Kragh-Hansen U
Biochem J. 1985 Feb 1;225(3):629-38. doi: 10.1042/bj2250629.
Binding of warfarin, digitoxin, diazepam, salicylate and Phenol Red, individually or in different pair combinations, to defatted human serum albumin at ligand/protein molar ratios less than 1:1 was studied at pH 7.0. The binding was determined by ultrafiltration. Some of the experiments were repeated with the use of equilibrium dialysis in order to strengthen the results. Irrespective of the method used, all ligands bind to one high-affinity binding site with an association constant in the range 10(4)-10(6) M-1. High-affinity binding of the following pair of ligands took place independently: warfarin-Phenol Red, warfarin-diazepam, warfarin-digitoxin and digitoxin-diazepam. Simultaneous binding of warfarin and salicylate led to a mutual decrease in binding of one another, as did simultaneous binding of digitoxin and Phenol Red. Both effects could be accounted for by a coupling constant. The coupling constant is the factor by which the primary association constants are affected; in these examples of anti-co-operativity the factor has a value between 0 and 1. In the first example it was calculated to be 0.8 and in the latter 0.5. Finally, digitoxin and salicylate were found to compete for a common high-affinity binding site. The present findings support the proposal of four separate primary binding sites for warfarin, digitoxin (and salicylate), diazepam and Phenol Red. An attempt to correlate this partial binding model for serum albumin with other models in the literature is made.

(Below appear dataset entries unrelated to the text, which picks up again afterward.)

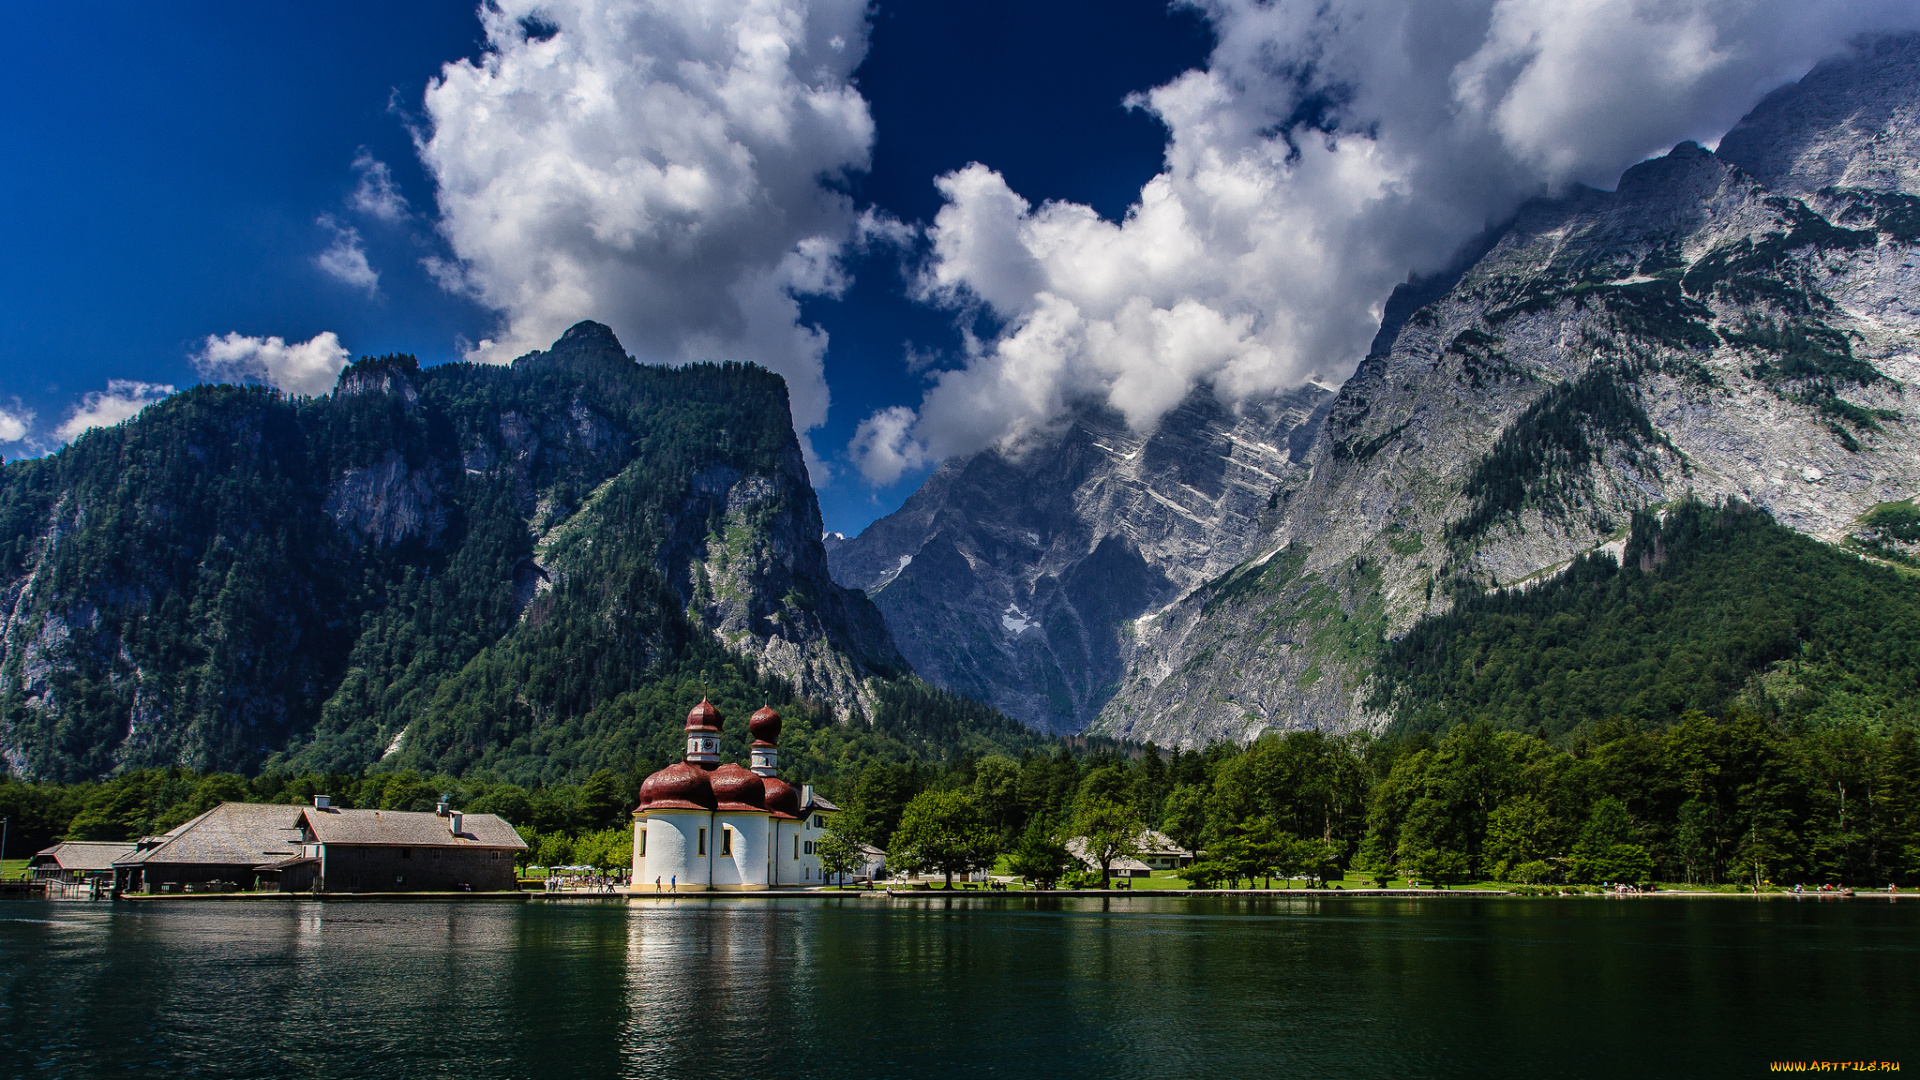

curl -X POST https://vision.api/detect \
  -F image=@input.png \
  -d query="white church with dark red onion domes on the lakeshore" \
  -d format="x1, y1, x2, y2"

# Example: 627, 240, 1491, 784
634, 698, 839, 894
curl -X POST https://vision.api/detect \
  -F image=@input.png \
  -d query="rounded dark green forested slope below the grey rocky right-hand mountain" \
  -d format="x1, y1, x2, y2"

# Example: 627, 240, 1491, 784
1371, 502, 1920, 738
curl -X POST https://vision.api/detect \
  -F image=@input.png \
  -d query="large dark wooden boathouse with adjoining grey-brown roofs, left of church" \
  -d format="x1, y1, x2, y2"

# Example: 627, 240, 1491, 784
113, 796, 526, 894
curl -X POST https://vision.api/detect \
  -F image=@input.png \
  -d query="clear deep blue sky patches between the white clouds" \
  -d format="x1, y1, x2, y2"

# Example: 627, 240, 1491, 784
0, 0, 1208, 530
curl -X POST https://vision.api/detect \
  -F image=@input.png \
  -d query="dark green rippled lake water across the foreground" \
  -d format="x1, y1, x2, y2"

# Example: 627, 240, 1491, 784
0, 897, 1920, 1080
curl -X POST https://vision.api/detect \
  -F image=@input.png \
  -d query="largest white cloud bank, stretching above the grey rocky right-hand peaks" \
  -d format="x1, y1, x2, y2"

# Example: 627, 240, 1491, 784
849, 0, 1920, 484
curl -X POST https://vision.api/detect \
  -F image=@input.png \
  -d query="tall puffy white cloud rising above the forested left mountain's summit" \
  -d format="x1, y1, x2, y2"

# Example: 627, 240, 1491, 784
419, 0, 874, 445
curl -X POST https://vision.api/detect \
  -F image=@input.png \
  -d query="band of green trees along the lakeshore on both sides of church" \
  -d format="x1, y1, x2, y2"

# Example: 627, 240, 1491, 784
15, 707, 1920, 886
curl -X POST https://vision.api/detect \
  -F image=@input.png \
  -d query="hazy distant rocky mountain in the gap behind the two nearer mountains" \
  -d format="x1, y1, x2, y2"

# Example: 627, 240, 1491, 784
828, 386, 1332, 732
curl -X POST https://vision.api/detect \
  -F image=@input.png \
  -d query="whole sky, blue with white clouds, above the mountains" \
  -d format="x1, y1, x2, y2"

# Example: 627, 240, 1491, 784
0, 0, 1920, 534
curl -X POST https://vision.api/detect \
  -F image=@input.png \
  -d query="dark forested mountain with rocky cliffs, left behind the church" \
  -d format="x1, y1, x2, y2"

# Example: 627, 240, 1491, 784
0, 315, 906, 780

在pH 7.0条件下,研究了华法林、洋地黄毒苷、地西泮、水杨酸盐和酚红单独或不同组合在配体/蛋白质摩尔比小于1:1时与脱脂人血清白蛋白的结合情况。通过超滤测定结合情况。为了强化结果,部分实验采用平衡透析重复进行。无论使用何种方法,所有配体均与一个高亲和力结合位点结合,缔合常数在10⁴ - 10⁶ M⁻¹范围内。以下几对配体的高亲和力结合是独立发生的:华法林 - 酚红、华法林 - 地西泮、华法林 - 洋地黄毒苷和洋地黄毒苷 - 地西泮。华法林和水杨酸盐的同时结合导致彼此结合相互减少,洋地黄毒苷和酚红的同时结合也是如此。这两种效应都可以用偶联常数来解释。偶联常数是影响一级缔合常数的因子;在这些负协同性的例子中,该因子的值在0到1之间。在第一个例子中计算得出为0.8,在第二个例子中为0.5。最后,发现洋地黄毒苷和水杨酸盐竞争一个共同的高亲和力结合位点。目前的研究结果支持了关于华法林、洋地黄毒苷(和水杨酸盐)、地西泮和酚红有四个独立的一级结合位点的提议。本文尝试将血清白蛋白的这种部分结合模型与文献中的其他模型进行关联。